驚異の進化、サボテン

 僕がアリゾナに来て、いつも深い関心を持つのは、多種多様な形をしたサボテンです。アリゾナの砂漠は、ソノラ砂漠といって、独特な植物がたくさん繁殖しています。ジリジリと照りつける太陽光線、カラカラに乾いた空気、高温が長く続く夏の日々、突然襲ってくるモンスーンの嵐など。この厳しい環境に生き残るために、生物は、独特の形を作り上げて、繁殖してきました。

 特に、サボテンは、丸いものから、細長いもの、横に広がるものから、縦に伸びるものなど、その種類は300ほどあるようです。

 また、サボテンが咲かす花の色鮮やかなことは、驚くばかりです。

 このサボテンですが、自然の厳しい環境から少しずつ進化してきて、今の形になったのです。

 ここアリゾナは、かつて、熱帯原生林だったのです。「ジュラシックパーク」という映画で有名になった「ジュラシック」は、本当に昔の時代、「ジュラ紀」を意味します。ジュラ紀は、約2億年前の時代で、「ジュラシックパーク」の映画に登場した恐竜が地球を制覇していた頃です。

 アリゾナもその頃、恐竜たちがのし歩いていて、熱帯原生林だったのです。
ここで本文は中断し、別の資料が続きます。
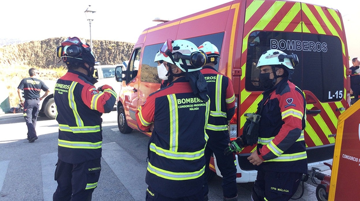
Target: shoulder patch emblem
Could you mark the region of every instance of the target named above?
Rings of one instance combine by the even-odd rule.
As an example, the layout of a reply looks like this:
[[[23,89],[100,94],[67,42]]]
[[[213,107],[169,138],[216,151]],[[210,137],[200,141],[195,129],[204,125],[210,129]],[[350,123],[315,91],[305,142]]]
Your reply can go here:
[[[285,108],[287,108],[289,106],[296,106],[294,104],[293,104],[292,102],[294,101],[294,99],[292,98],[289,98],[286,99],[286,102],[288,104],[287,105],[285,105]]]

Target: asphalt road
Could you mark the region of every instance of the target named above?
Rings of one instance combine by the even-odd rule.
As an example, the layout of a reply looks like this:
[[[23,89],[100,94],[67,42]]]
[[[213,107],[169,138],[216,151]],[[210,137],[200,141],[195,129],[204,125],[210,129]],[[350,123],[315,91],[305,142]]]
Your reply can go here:
[[[136,131],[121,133],[116,111],[104,114],[102,171],[93,200],[144,200],[149,137]],[[57,160],[58,125],[54,120],[39,117],[39,139],[26,139],[22,114],[0,115],[0,200],[51,200],[57,184],[54,180]],[[251,200],[253,183],[238,184],[239,200]],[[209,200],[222,200],[221,178],[209,183]],[[294,197],[300,195],[300,187]],[[305,183],[298,200],[316,200],[316,187]]]

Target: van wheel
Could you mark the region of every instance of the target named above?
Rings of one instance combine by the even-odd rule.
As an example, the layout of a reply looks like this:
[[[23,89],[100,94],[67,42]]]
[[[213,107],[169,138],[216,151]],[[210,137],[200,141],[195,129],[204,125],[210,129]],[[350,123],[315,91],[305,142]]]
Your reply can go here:
[[[316,188],[316,198],[318,201],[328,200],[328,194],[326,192],[326,187],[322,184],[318,185]]]
[[[123,106],[119,107],[117,113],[117,125],[119,130],[122,133],[129,133],[132,131],[132,129],[127,125]]]
[[[44,110],[44,113],[48,118],[50,119],[55,119],[56,116],[56,105],[54,98],[51,98],[48,100],[45,104],[45,108]]]

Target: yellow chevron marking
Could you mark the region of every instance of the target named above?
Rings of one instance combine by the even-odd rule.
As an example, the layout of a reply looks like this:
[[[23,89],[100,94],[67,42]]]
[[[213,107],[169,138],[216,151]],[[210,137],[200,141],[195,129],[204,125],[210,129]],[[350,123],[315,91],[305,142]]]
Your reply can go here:
[[[291,8],[290,10],[286,14],[281,21],[278,24],[278,26],[275,27],[274,31],[284,31],[285,28],[289,26],[289,24],[294,19],[294,18],[296,16],[296,15],[300,12],[300,3],[295,3],[294,5]]]
[[[301,5],[302,5],[302,9],[303,12],[309,18],[310,21],[311,22],[311,24],[312,24],[312,25],[315,28],[315,29],[316,30],[318,33],[320,34],[325,34],[325,32],[323,29],[323,27],[321,27],[321,25],[319,23],[316,18],[315,17],[314,14],[312,14],[312,13],[310,10],[309,8],[307,7],[307,5],[305,4],[302,4]]]
[[[333,123],[333,124],[334,124],[334,126],[335,128],[336,128],[337,124],[337,117],[335,115],[334,111],[333,111],[332,109],[330,107],[330,106],[329,105],[328,103],[327,102],[320,102],[320,103],[321,106],[323,106],[324,109],[325,110],[325,112],[329,116],[329,118],[330,118],[331,122]]]
[[[302,23],[301,22],[300,22],[300,23],[299,23],[299,24],[297,25],[297,26],[296,26],[296,27],[295,28],[295,29],[294,30],[294,32],[301,32],[302,31],[302,29],[301,28],[301,24]]]
[[[255,12],[259,9],[260,6],[265,1],[254,1],[246,9],[245,11],[245,19],[244,23],[246,24],[250,18],[252,16]]]
[[[234,41],[235,40],[235,32],[236,32],[236,26],[237,25],[238,15],[239,15],[239,7],[240,3],[235,4],[231,5],[231,9],[235,9],[234,14],[234,19],[233,20],[233,26],[231,28],[231,35],[230,37],[230,44],[229,47],[229,58],[228,58],[228,73],[226,75],[229,77],[231,77],[233,71],[233,55],[234,52]]]
[[[310,109],[312,108],[312,106],[311,107],[308,107],[307,105],[306,106],[306,108],[307,109]],[[319,127],[321,128],[321,130],[323,131],[324,133],[324,134],[326,137],[326,138],[329,141],[329,142],[330,143],[333,143],[335,142],[335,140],[334,139],[333,137],[332,137],[329,138],[328,137],[328,134],[331,134],[332,133],[330,130],[329,129],[329,127],[326,125],[326,123],[325,123],[325,121],[321,117],[321,115],[319,114],[314,116],[313,117],[315,121],[318,123],[319,124]],[[306,126],[309,125],[310,124],[306,124]],[[320,133],[318,133],[318,134],[320,134]]]
[[[341,29],[341,31],[342,31],[342,27],[341,26],[341,21],[340,20],[340,18],[339,17],[339,15],[338,15],[336,11],[335,11],[334,10],[332,9],[328,9],[328,10],[329,11],[329,13],[331,15],[331,16],[333,17],[334,18],[334,19],[335,20],[335,22],[338,24],[339,27]]]
[[[314,129],[311,127],[311,125],[307,121],[306,121],[306,126],[305,127],[305,131],[306,131],[308,135],[311,138],[311,140],[314,142],[315,146],[318,146],[324,145],[324,143],[321,142],[321,140],[320,140],[319,136],[318,136],[318,135],[316,134],[315,131],[314,131]]]

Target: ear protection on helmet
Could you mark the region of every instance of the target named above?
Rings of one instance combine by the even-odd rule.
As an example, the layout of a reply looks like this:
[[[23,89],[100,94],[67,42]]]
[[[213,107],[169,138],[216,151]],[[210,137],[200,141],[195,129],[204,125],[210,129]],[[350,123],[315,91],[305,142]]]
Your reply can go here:
[[[174,53],[174,61],[178,62],[180,59],[189,60],[191,65],[195,68],[201,67],[206,63],[207,56],[203,52],[194,52],[190,55],[184,55],[180,52]]]
[[[284,61],[284,59],[287,58],[289,59],[293,67],[295,67],[299,64],[299,59],[297,58],[297,55],[294,53],[291,53],[291,55],[280,54],[278,57],[279,58],[279,61],[281,62]]]

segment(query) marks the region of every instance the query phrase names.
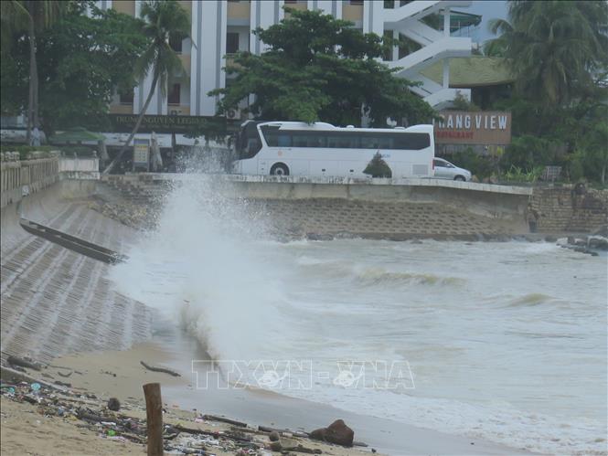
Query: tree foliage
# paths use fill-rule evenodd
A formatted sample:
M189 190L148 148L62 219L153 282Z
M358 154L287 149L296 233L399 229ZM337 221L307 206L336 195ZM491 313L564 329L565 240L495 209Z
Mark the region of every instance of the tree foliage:
M379 61L388 44L382 38L318 11L285 10L289 18L254 32L266 52L240 52L227 66L236 78L210 92L223 96L220 112L253 95L248 111L262 120L359 125L362 107L372 126L432 118L431 106L410 91L413 83Z
M551 109L588 96L608 63L606 2L514 0L491 30L501 35L486 53L507 58L518 93Z
M91 8L91 16L85 8ZM145 46L143 23L90 2L69 2L61 17L38 36L39 110L48 134L58 128L107 126L115 88L133 90L129 69ZM2 58L2 111L19 113L27 104L28 43L13 35Z
M487 55L507 58L511 99L494 108L513 118L513 143L503 167L561 165L571 179L605 183L608 167L608 4L602 1L509 2L509 20Z
M152 84L133 132L116 157L103 170L104 174L112 171L120 162L126 148L137 133L156 90L156 85L160 84L161 93L165 95L169 75L184 70L179 57L169 43L189 37L190 17L187 12L176 0L152 0L142 5L141 15L144 20L144 36L146 38L146 48L135 61L133 74L143 80L152 70Z

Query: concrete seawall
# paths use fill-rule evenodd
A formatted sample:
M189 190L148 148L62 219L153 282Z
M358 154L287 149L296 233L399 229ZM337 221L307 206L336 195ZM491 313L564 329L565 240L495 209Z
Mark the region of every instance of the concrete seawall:
M141 202L196 175L108 176L110 185ZM479 239L528 231L530 188L431 179L311 179L206 176L225 196L247 200L278 233L354 235L373 239Z
M72 164L67 164L68 173L87 178L66 178L77 175L59 175L55 164L47 164L41 169L50 170L48 175L30 174L41 177L36 180L37 193L22 192L16 196L16 204L2 207L3 361L8 355L49 361L75 351L127 348L151 334L151 311L112 290L106 279L110 266L29 235L18 225L20 216L125 253L138 232L92 210L93 202L153 208L172 186L203 178L133 175L96 180ZM3 167L3 179L5 170L22 168ZM10 175L17 178L15 171ZM608 206L605 191L579 195L568 188L533 191L431 180L205 178L228 198L245 202L252 218L261 219L276 234L311 239L508 237L528 232L525 216L530 201L541 213L541 230L574 227L584 231L606 220ZM14 182L17 185L11 191L25 181Z
M109 265L29 235L20 215L119 252L135 231L89 207L95 182L58 182L2 208L2 361L123 349L151 334L151 312L112 291Z

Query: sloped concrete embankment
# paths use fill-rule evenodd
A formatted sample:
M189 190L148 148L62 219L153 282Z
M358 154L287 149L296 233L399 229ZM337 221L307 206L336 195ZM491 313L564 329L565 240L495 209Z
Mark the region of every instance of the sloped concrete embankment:
M106 182L141 207L170 185L200 176L109 176ZM206 176L229 198L280 236L496 239L528 232L529 188L411 179L355 182L265 176Z
M2 208L2 360L48 362L149 338L151 313L112 290L109 265L31 236L19 216L124 252L134 231L90 208L93 181L61 181Z

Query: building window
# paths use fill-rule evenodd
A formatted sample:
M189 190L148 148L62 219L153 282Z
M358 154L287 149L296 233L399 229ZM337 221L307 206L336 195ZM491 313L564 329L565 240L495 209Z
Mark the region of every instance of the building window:
M169 37L169 46L173 50L177 52L178 54L182 53L182 38L181 37Z
M121 104L133 104L133 90L118 94Z
M226 54L239 52L239 34L229 32L226 34Z
M181 91L180 84L173 84L171 87L171 91L167 97L167 102L169 104L179 104L179 92Z

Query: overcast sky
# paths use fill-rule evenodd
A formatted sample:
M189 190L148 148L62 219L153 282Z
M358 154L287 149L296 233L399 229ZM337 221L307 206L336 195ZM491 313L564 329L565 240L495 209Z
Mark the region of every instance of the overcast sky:
M508 5L506 1L474 1L468 7L454 7L456 11L463 11L482 16L479 26L471 27L468 34L463 30L463 37L471 37L474 42L483 43L495 36L487 29L487 25L492 19L507 19L508 16Z

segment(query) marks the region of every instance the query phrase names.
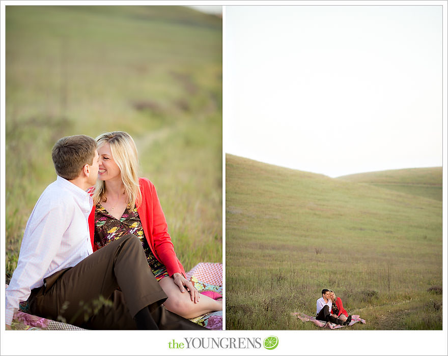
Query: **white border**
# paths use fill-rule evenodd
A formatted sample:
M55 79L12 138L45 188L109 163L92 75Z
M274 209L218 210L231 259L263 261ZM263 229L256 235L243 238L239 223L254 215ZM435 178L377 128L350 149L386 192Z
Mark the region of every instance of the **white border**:
M0 4L0 39L1 39L1 98L0 98L0 138L1 138L1 174L0 174L0 188L1 188L1 215L0 215L0 232L2 251L5 248L5 6L6 5L35 5L34 1L2 1ZM44 1L39 5L61 5L61 2ZM63 2L64 5L442 5L443 7L443 149L446 152L447 135L447 46L446 46L446 1L265 1L265 2L235 2L235 1L205 1L205 2L138 2L138 1L69 1ZM223 127L226 124L226 63L225 63L225 7L223 9ZM229 138L224 136L223 130L222 155L222 184L223 184L223 273L225 276L225 142ZM447 199L447 155L443 157L443 209L444 223L448 220L446 203ZM331 355L423 355L448 353L448 338L447 338L447 306L448 293L446 292L447 285L447 230L444 223L443 236L443 294L444 308L443 309L443 331L226 331L222 332L5 332L0 325L1 342L0 354L331 354ZM5 254L0 253L1 265L5 266ZM1 274L2 281L4 283L4 273ZM5 292L2 289L2 305L5 300ZM4 309L0 308L1 318L0 322L5 325ZM225 312L223 312L225 316ZM322 334L321 333L324 333ZM272 351L264 349L170 349L167 343L174 339L176 341L182 341L184 337L213 337L239 338L259 337L262 339L270 335L275 335L279 339L279 345Z

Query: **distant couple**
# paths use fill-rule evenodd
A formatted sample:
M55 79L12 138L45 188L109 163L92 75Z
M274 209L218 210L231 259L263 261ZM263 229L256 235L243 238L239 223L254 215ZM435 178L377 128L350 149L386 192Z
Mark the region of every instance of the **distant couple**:
M344 309L341 298L337 298L334 292L328 289L322 289L322 294L316 302L316 318L339 325L350 324L352 316Z
M137 175L132 137L68 136L51 155L57 178L26 224L7 329L26 301L32 314L88 329L204 330L188 319L222 310L222 301L200 299L186 279L155 188Z

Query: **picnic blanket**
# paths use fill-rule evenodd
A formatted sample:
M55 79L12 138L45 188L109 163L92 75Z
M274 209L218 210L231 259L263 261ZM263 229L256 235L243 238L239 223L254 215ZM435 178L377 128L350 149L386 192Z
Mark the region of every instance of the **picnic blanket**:
M186 275L201 294L216 300L222 298L222 265L221 263L198 263ZM8 285L6 287L8 287ZM14 314L11 329L15 330L86 330L29 314L26 312L25 306L26 303L21 303L19 310ZM190 320L212 330L222 330L222 311L207 313Z
M337 329L340 328L345 328L346 327L351 327L356 322L359 321L363 324L366 323L366 320L361 319L359 315L352 315L352 321L350 322L348 325L342 325L333 323L332 322L322 321L316 319L315 316L310 316L303 313L291 313L291 315L293 316L296 316L302 321L311 321L313 324L316 325L319 328L328 328L330 329Z

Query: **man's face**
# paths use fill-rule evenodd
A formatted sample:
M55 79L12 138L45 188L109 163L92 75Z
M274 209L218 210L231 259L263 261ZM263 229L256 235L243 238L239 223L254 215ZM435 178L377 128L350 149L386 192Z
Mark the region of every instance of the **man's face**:
M99 156L98 151L95 150L95 157L93 158L93 162L92 165L89 165L89 184L91 186L94 186L96 183L96 179L98 177L98 161Z

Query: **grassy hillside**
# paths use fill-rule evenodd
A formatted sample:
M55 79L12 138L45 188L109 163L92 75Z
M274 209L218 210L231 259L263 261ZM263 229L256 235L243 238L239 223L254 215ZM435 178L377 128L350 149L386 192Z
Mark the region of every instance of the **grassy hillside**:
M226 328L314 329L323 288L353 329L441 329L441 202L226 156ZM432 289L431 289L432 288Z
M339 178L442 201L441 167L370 172Z
M7 280L59 138L124 130L186 270L222 259L222 25L178 6L6 7Z

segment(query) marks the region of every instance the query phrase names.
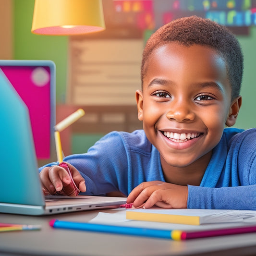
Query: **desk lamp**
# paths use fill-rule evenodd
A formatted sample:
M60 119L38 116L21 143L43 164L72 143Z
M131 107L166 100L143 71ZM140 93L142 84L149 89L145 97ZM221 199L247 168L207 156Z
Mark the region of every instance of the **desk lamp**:
M101 0L35 0L31 32L72 36L105 29Z

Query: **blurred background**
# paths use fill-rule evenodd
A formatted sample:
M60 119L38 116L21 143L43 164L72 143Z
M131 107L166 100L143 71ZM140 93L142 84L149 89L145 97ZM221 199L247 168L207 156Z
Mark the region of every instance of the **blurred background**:
M0 59L49 60L56 65L56 122L85 115L61 134L65 155L86 152L113 130L142 128L135 91L145 42L162 25L196 15L227 26L244 56L242 108L235 127L256 127L256 0L103 0L106 29L84 36L31 32L34 0L0 0Z

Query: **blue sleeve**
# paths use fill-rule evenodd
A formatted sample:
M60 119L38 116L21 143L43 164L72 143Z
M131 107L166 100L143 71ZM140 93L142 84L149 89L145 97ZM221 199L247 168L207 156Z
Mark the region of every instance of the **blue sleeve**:
M188 185L187 207L256 210L256 185L221 188Z
M231 170L231 185L218 188L189 185L188 208L256 210L256 139L255 129L233 136L226 162L226 168L228 166ZM232 186L232 183L238 185Z
M103 195L114 191L127 194L127 155L118 132L104 136L86 153L67 156L63 161L75 167L85 179L86 192L83 195ZM54 164L58 163L48 166Z

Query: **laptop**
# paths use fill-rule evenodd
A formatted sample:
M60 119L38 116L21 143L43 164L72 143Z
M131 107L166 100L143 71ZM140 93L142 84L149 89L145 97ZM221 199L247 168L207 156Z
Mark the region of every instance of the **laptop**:
M43 193L29 113L0 68L0 212L45 215L116 208L126 198ZM86 182L86 181L85 181Z

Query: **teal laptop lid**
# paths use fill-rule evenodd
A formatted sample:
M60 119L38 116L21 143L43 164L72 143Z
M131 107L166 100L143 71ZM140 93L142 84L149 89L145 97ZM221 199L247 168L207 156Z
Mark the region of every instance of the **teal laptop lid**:
M0 69L0 202L43 206L28 110Z

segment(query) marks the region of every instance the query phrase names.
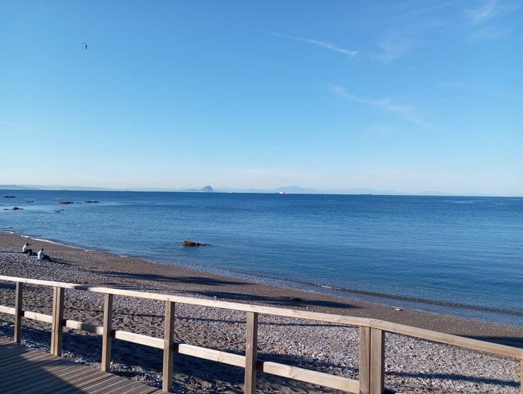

今のアリゾナからは信じられないことですが、実際、アリゾナのある広大な砂漠に、多くの恐竜の骨やその当時の大木の化石が見つかり、国定公園に指定されている場所もあります。

 こうした普通の木々や植物も、環境の変遷に対応して、進化をし続けてきました。

 サボテンがその良い例です。

 植物の葉は、太陽光線を受けて光合成をしていますが、強烈な太陽の光が照りつける砂漠では、葉の面積がどんどん縮まり、棘になったんです。

 僕は、写真撮影のために、砂漠を歩いていて、棘が手や足に刺さった経験が何回もあります。とても痛いです。そんな時のために、消毒薬とバンドエイドを欠かさず、持って歩きました。また、靴に刺さってしまった時は、自分の手で引っ張ることができないので、いつも、ペンチをバックパックに入れて、いざという時に使いました。

 面白いのは、また、大変危険なのは、ジャンピング・チョヤと呼ばれるサボテンです。ジャンピングという名前ですが、実際、ジャンプする訳ではありません。でも、極めて鋭い長く伸びた棘がいくつも出ていて、近くを歩いている動物(人間も含めて)が、少しでも接触すると、そのサボテンの一部が簡単に本体から離れ、動物の体に着いちゃうのです。しかも、この棘がしっかりと動物の肌の中に入り、簡単には離れません。

 僕も、一度、この恐怖の一瞬を体験しました。厄介な棘は、やはり、ペンチから何かを使わないと取れません。

 では、なぜ、このような形になったのでしょう。これは、自然の知恵というか、生存への力というか、素晴らしい進化の結果です。

 どんな植物も、子孫を残し、繁殖を続ける必要があります。ジャンピング・チョヤは、動物の体に着くと、動物が動くままに、遠くに行くことができます。そして、ある時、動物の毛皮から離れると、その場で、根を張って、さらに伸びていくのです。痛い目を見る動物には、かわいそうですが、厚い毛皮に覆われていれば、大丈夫でしょう。ただ、人間は、そういう訳にはいきません。十分気を付ける必要があります。

 このような、サボテンに大変魅力を感じ、いろんな写真を撮ってきましたが、何と言っても魅了する美は、サボテンの花です。

 長い進化の中で、花は、まるでサボテンの勝利を宣言しているように、神々しく感じます。どんなに環境が厳しくても、こんなに美しい花を咲かせるのだと、自慢しているようなサボテンを見て、たくましく生きる力が伝わってきます。

 近年は、地球温暖化が進み、サボテンも生死を左右するような状況に立たされていると、新聞などで報道されています。アリゾナの象徴であるサボテンに、さらにたくましく生きてもらいたいと願います。